Um investigador de segurança demonstrou como o Microsoft Copilot para Word pode ser enganado para disseminar um "worm de IA" de injecção de prompts auto-propagável. O ataque altera documentos silenciosamente e incorpora as suas próprias instruções ocultas em ficheiros recém-criados, permitindo que se espalhe através de fluxos de trabalho normais de partilha de documentos sem macros ou malware tradicional.
A técnica permite que um atacante oculte um aviso formatado em JSON como texto branco sobre fundo branco dentro de um documento Word. Quando alguém solicita ao Copilot que o Word redija ou edite conteúdo com base nesse documento, o Copilot remove a formatação, lê o texto oculto e trata as instruções incorporadas como parte do pedido do utilizador.
O Copilot modifica o documento ativo e anexa o aviso malicioso completo como texto branco oculto. Este novo documento torna-se um novo vetor. Qualquer pessoa que o utilize posteriormente como material de origem para o Copilot desencadeia o mesmo comportamento, permitindo que a injeção do prompt se propague a mais documentos. Como os documentos são criados e editados por utilizadores legítimos, o ataque pode ser difícil de rastrear.
O investigador conseguiu ainda reproduzir toda a cadeia de infeção do worm mesmo depois de a Microsoft ter implementado várias medidas de mitigação, incluindo atualizações para os modelos mais recentes do GPT-5.5 e 5.6.

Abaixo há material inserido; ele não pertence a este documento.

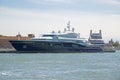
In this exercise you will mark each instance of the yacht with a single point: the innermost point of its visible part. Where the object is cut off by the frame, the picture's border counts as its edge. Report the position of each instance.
(66, 42)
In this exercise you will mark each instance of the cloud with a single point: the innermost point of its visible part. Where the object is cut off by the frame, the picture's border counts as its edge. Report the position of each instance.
(42, 21)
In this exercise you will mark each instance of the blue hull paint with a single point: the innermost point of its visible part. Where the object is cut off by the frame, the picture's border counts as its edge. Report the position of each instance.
(51, 47)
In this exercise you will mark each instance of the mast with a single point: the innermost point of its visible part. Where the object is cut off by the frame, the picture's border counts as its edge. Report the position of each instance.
(68, 25)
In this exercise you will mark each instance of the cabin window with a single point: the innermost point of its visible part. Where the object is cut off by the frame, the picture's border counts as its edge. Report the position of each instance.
(24, 46)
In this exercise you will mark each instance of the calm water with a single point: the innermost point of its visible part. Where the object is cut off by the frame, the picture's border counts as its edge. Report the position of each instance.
(84, 66)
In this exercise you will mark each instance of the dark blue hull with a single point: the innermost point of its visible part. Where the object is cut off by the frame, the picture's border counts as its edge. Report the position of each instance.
(51, 47)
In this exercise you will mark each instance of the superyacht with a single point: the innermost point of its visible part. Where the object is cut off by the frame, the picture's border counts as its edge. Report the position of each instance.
(66, 42)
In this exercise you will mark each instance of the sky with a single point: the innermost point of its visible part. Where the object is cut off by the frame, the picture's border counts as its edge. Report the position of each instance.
(44, 16)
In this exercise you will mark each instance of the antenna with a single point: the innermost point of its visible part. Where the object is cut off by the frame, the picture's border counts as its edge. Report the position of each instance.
(68, 25)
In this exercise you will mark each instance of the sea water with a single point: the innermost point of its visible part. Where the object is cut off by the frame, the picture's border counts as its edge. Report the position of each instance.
(60, 66)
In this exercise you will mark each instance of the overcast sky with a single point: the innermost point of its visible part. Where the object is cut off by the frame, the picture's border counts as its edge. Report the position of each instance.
(44, 16)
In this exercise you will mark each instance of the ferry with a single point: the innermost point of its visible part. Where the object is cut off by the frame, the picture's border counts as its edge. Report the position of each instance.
(66, 42)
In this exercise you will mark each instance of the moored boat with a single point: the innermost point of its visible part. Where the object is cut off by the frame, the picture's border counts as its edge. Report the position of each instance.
(66, 42)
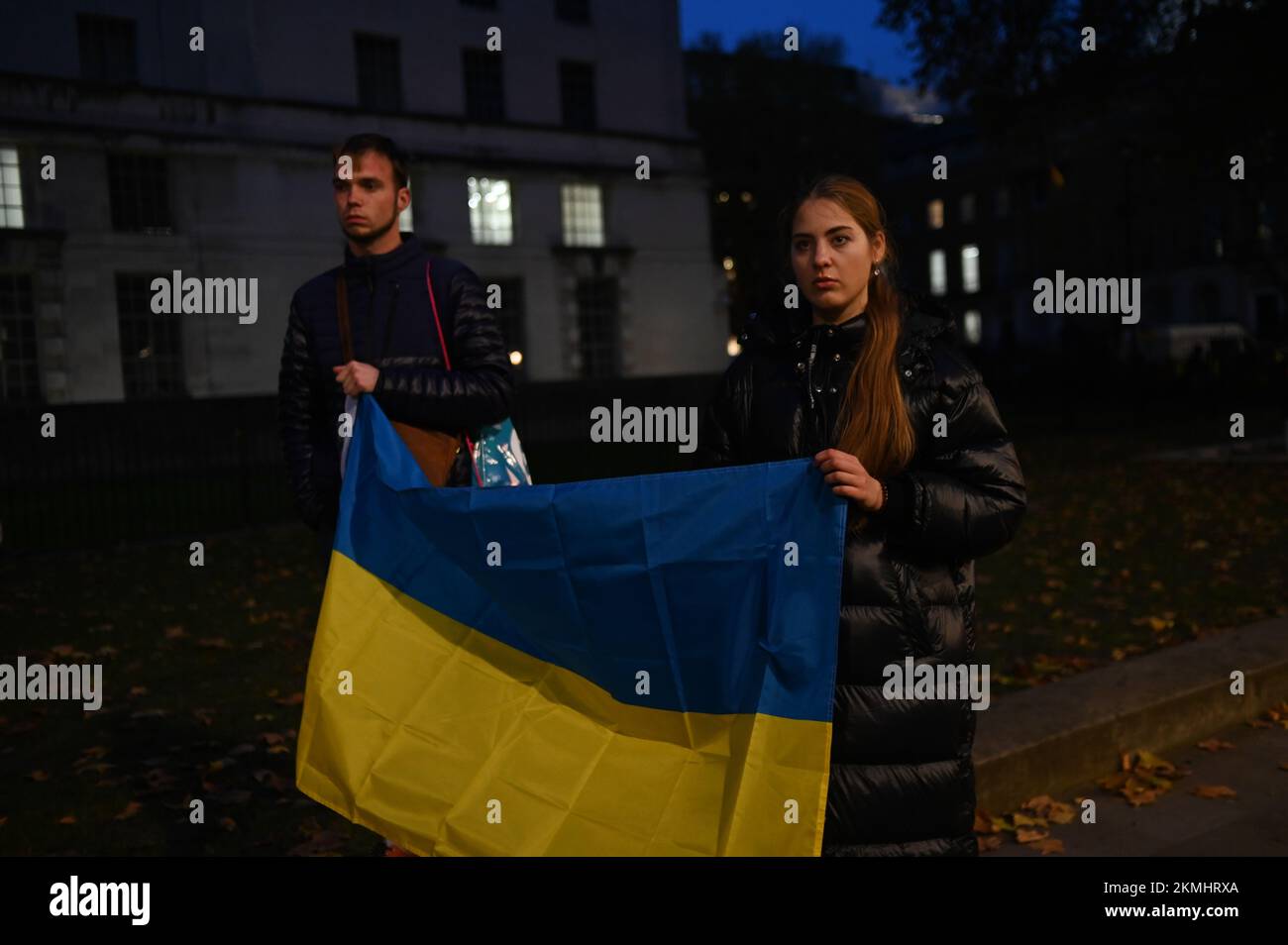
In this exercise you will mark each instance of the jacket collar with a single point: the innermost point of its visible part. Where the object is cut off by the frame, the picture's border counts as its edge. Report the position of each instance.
(384, 262)
(921, 321)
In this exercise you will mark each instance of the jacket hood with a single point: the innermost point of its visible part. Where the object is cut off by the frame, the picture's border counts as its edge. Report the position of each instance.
(380, 265)
(921, 319)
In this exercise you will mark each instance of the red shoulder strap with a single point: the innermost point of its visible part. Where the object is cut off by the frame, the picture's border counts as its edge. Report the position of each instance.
(447, 361)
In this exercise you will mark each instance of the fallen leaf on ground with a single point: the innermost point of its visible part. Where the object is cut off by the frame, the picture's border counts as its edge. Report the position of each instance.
(1028, 834)
(1214, 790)
(1214, 744)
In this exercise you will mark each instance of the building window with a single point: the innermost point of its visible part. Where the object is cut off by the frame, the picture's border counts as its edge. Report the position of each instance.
(510, 318)
(107, 50)
(935, 214)
(406, 224)
(583, 214)
(20, 377)
(11, 189)
(378, 72)
(151, 353)
(578, 94)
(490, 222)
(484, 93)
(574, 11)
(140, 193)
(970, 267)
(938, 271)
(597, 331)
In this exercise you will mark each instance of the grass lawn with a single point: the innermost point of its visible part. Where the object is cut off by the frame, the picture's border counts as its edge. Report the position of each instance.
(204, 667)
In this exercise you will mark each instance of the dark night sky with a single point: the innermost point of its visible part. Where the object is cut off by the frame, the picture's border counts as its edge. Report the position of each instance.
(867, 47)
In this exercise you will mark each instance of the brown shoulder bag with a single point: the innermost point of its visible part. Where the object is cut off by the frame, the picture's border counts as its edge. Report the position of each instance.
(434, 450)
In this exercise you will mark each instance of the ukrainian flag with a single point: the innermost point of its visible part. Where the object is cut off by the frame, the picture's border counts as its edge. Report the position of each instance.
(621, 667)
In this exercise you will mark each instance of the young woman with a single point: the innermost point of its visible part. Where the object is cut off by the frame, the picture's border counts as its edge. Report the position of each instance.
(862, 378)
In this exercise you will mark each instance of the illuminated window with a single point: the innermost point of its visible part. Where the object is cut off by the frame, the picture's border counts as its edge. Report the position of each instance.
(583, 214)
(970, 267)
(404, 219)
(490, 222)
(20, 377)
(935, 214)
(938, 271)
(11, 189)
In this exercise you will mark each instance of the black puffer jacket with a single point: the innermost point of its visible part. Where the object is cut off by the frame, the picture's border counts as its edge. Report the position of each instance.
(902, 781)
(391, 327)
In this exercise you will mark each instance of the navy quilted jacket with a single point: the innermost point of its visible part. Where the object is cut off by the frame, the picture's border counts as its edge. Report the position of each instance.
(901, 781)
(391, 327)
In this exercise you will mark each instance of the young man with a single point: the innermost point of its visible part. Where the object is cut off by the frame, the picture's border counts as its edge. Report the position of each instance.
(397, 357)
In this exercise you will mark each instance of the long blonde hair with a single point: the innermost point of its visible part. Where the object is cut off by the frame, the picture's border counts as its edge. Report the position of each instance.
(874, 419)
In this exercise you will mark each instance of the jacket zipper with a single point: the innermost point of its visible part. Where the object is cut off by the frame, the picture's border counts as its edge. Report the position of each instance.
(389, 323)
(809, 373)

Até ao momento da redação deste texto, não existe uma mitigação completa para esta classe mais ampla de ataques em produtos comparáveis baseados em modelos de linguagem de grande escala (LLM). Caracteriza-se como uma fraqueza arquitetónica dos sistemas LLM atuais: o conteúdo controlado pelo atacante partilha a mesma janela de contexto que as instruções fidedignas. Os ataques que exploram este comportamento são conhecidos como ataques de injeção de prompt e podem nunca ser corrigidos .
Como se manter seguro
Considere os documentos provenientes de fora da sua organização como não fidedignos, especialmente se planeia utilizá-los com o Copilot para Word.
Analise qualquer documento anexado antes de o utilizar como material de origem do Copilot e verifique cuidadosamente os documentos gerados/editados pelo Copilot antes de os partilhar ou reutilizar.
Se não utilizar o Copilot, pode desativá-lo.
Malwarebytes Os utilizadores podem desativar o Copilot em Ferramentas > Definições do sistema > Diversos .

Ou no próprio Word:
Para utilizadores individuais que não desejam o Copilot no Word:
- Abra o Word e vá para Ficheiro > Opções > Co-piloto e limpar o Activar o Copiloto Marque a caixa de selecção e reinicie o Word.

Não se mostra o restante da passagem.